А Диана схватила с полки Джойса и швырнула в фитиля. Книга расплескалась мокрым пятном на заскорузлом лице, фитиль взвизгнул и от него, как сырой песок, как мокрый пепел стала осыпаться плоть. Диана восторженно завопила и в нападавших полетели книги. Фитили бросили Виктора и, толкаясь в дверях, шипя и теряя куски тела, выскочили в коридор. Банев захлопнул дверь. Пахло пожаром, паркет покрылся влажной грязью.
В номер ввалился Тэдди. Он был вооружён сифоном с содовой.
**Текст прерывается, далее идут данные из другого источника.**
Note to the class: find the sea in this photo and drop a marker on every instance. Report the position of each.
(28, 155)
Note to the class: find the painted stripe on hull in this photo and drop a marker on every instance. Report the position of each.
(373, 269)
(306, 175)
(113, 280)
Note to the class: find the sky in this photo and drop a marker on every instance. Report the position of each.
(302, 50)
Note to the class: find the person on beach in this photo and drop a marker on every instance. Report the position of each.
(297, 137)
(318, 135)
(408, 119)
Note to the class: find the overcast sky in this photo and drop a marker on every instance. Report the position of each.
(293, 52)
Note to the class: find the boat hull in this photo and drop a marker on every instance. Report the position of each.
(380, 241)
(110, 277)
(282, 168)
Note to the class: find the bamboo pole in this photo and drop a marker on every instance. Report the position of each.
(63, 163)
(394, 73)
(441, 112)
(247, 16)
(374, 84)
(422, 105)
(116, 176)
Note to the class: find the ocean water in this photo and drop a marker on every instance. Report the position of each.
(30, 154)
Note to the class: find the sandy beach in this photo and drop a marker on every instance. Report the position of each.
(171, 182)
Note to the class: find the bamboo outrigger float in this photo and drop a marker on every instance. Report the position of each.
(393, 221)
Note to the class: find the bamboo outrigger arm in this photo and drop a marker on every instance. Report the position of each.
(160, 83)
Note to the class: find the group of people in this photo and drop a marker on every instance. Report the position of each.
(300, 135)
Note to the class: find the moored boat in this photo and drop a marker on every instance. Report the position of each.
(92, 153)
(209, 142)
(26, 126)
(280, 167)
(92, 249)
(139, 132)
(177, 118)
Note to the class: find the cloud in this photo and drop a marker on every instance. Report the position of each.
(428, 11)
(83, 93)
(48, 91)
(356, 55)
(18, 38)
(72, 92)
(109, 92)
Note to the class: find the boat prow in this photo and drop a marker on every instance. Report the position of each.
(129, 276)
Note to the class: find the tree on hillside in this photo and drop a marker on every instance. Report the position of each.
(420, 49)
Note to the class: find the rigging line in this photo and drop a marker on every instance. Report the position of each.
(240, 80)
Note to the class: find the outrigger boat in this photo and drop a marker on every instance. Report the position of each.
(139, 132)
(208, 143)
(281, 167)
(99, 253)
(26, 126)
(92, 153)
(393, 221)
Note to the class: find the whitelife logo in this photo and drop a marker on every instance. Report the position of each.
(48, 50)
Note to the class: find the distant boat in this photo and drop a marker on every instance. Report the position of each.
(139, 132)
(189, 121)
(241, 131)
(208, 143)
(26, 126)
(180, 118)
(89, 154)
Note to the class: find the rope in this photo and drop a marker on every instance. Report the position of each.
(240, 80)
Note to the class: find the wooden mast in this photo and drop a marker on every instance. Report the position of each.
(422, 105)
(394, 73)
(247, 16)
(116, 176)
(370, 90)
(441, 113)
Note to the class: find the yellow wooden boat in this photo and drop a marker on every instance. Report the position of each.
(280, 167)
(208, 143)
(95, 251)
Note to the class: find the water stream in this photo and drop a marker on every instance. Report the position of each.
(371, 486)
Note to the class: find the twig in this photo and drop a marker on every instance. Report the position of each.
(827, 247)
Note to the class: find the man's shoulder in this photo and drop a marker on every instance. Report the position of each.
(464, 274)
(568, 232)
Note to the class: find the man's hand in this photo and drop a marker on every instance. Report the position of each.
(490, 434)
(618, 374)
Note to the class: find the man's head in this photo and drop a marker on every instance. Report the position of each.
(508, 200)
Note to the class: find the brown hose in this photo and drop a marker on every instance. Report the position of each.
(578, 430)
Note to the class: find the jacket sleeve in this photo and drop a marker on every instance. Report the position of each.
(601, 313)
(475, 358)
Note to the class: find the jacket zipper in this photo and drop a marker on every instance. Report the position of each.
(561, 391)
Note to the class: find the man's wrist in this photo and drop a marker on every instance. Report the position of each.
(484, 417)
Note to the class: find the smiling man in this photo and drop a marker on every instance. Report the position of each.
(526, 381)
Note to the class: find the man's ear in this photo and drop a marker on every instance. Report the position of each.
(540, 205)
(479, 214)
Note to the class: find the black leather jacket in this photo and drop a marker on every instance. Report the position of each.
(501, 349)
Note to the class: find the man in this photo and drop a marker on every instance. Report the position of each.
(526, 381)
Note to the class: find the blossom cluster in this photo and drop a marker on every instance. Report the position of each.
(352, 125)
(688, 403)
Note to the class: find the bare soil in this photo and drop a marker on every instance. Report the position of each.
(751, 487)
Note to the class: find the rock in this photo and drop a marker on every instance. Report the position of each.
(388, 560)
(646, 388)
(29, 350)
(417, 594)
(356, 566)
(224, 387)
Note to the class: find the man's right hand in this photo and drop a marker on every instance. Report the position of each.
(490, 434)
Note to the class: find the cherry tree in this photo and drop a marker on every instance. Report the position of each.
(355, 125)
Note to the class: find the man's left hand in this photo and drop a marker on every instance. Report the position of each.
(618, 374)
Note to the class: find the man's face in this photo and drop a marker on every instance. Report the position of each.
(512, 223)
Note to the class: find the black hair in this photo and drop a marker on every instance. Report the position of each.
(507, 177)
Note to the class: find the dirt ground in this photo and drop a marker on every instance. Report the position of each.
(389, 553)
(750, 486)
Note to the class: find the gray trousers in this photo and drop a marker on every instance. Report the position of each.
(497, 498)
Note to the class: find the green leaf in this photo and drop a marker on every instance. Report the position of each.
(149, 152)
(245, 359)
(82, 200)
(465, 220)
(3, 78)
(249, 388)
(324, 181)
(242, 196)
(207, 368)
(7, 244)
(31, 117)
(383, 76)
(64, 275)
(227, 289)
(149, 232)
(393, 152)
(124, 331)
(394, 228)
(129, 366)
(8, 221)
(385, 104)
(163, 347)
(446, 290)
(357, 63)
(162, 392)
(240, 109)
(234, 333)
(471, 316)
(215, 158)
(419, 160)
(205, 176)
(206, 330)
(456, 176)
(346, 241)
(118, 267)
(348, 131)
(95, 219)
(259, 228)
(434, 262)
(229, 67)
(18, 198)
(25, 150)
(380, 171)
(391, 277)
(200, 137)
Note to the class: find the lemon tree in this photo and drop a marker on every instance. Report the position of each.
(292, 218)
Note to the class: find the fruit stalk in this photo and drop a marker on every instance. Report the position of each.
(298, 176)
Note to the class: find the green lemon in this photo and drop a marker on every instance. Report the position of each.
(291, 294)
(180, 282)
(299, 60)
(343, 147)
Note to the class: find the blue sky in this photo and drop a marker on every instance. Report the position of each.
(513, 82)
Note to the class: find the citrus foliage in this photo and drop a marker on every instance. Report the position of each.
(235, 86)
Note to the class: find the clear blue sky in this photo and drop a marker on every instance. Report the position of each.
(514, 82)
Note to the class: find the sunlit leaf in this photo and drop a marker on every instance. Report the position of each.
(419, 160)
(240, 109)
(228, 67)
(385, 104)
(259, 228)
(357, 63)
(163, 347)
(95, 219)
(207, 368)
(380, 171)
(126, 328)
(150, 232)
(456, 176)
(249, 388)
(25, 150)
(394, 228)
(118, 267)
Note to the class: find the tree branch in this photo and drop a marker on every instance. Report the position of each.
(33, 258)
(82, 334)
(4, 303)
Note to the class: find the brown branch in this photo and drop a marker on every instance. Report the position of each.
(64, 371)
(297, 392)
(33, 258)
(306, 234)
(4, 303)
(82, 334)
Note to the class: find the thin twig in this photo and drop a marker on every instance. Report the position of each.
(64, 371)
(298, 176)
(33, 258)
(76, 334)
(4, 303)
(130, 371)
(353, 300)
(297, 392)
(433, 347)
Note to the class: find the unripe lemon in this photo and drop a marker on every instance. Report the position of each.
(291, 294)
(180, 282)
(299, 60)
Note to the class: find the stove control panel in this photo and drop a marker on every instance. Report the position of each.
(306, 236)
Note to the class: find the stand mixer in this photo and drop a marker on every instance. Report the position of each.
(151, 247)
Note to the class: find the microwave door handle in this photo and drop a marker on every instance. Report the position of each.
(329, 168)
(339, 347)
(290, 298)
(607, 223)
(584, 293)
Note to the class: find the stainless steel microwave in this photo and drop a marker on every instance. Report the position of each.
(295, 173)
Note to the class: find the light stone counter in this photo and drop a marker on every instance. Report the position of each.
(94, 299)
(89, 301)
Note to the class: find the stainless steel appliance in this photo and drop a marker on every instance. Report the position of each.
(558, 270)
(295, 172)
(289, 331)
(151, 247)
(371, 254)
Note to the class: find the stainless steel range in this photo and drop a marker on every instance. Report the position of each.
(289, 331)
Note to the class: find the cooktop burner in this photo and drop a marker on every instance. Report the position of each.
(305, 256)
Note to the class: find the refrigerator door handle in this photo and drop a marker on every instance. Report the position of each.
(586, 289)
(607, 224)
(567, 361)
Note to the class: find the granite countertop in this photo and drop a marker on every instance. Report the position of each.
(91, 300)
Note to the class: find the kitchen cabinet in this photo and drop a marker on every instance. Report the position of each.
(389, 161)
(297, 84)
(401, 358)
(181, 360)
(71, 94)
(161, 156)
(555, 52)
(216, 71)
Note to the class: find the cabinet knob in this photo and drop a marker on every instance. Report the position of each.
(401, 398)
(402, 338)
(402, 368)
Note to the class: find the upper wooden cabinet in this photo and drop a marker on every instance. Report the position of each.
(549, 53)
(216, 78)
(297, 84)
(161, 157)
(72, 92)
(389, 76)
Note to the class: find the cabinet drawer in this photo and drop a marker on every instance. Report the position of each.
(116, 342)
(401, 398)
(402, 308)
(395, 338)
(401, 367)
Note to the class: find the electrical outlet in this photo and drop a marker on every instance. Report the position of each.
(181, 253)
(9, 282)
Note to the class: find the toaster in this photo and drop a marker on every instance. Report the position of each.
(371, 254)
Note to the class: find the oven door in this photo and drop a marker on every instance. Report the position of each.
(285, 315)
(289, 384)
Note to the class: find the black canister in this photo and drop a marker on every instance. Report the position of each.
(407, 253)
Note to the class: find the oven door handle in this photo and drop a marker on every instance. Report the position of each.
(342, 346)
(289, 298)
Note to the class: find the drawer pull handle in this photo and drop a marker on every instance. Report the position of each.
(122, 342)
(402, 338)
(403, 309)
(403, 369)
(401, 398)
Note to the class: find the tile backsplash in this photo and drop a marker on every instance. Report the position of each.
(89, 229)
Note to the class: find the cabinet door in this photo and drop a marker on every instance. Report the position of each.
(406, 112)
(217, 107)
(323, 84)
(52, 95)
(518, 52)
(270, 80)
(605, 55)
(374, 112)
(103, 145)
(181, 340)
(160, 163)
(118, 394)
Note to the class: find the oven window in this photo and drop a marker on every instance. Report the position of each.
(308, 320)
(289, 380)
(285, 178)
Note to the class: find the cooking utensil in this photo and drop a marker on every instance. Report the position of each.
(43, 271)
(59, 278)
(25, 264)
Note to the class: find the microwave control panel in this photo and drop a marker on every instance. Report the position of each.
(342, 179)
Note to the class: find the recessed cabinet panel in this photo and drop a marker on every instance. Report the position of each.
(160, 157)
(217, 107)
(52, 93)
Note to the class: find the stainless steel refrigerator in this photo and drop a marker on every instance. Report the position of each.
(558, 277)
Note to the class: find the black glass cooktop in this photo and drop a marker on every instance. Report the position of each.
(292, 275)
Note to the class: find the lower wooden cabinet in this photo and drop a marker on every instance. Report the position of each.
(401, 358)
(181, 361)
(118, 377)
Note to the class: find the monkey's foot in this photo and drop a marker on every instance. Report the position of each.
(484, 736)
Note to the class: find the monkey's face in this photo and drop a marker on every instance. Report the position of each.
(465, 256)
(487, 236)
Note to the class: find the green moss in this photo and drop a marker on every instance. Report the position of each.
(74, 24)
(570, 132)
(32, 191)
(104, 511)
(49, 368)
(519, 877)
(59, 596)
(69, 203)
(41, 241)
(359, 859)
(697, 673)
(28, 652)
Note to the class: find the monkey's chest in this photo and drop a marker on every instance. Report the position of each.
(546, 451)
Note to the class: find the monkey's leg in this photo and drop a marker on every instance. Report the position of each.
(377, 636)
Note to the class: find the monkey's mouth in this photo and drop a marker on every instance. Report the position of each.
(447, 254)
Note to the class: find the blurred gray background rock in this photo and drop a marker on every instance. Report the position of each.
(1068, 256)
– Раньше они не нападали, опасались. Видать всё теперь, – сказал Тэдди.
– А вот теперь уезжай, Тэдди, – сказал Банев. – Я надеялся, что обойдётся, но теперь они не остановятся.
– Поглядим ещё, кто кого.
– Тэдди, они сбросят бомбу, – сказала Диана.
– Вот значит как, – сказал Тэдди и поставил сифон на тумбочку. – Ну, ничего.
Он вышел.
– И ты уходи, – сказал Банев Диане.
– Вот ещё, – сказала Диана.
– Пошла вон. Шлюха.
– Дурак, – сказала Диана и вышла, хлопнув дверью.
***
Утром Банев прямо с кровати угодил ногой в таз с водой. Это он вчера принял меры безопасности. И забыл. Матерясь, Банев прошагал до окна, взял с подоконника графин и напился. Потом закурил. Щурясь, он взглянул на ослепительно голубое небо. Это будет быстро, сказал себе Банев. Наверное, я даже не успею увидеть вспышку. Но я не уйду. Даже если это бессмысленно, даже если Ирма забыла меня – я не уйду.
А потом он услышал шум, выглянул на улицу и увидел толпу. Люди шли к гостинице, окружали её живым щитом. В этой толпе было что-то неправильное. Толпа должна быть разношёрстной, несогласованной в своей монолитности, дискретной хотя бы по возрастному признаку. А здесь шли все примерно одних лет, пожилые. И с ними шла Диана. Диана Целенаправленная.
Так это же родители, сообразил, наконец, Банев. Они узнали и примчались. Тэдди. Он их предупредил, и они сорвались с насиженных мест, из семейных гнёздышек и тёплых постелек. Потому что взрослые никогда не бросают своих птенцов. Даже когда те выросли. Даже если они выросли не теми и не такими.
– Господин Банев! – к нему через толпу пробиралась рыхлая тётка с надутыми силиконом губами. – А весточку нам передать ребятишки не просили? Они же не просто так вас послали, они же что-то хотели нам сказать?
И Банев увидел сотни глаз, в которых были ожидание, боль и надежда. Значит опять врать, понял Банев.
– Они просили передать, – Банев прикрыл глаза, вспоминая основательно подзабытый текст. – Не убий и не лжесвидетельствуй. В поте лица добывай хлеб свой и возлюби ближнего как самого себя. И не завидуй и не жадничай.
А что он ещё мог им сказать?
Доброта спасёт мир
Когда субъект не справляется с притоком новых данных естественным путем концептивного аналогизирования, он становится жертвой перцептивного аналогизирования.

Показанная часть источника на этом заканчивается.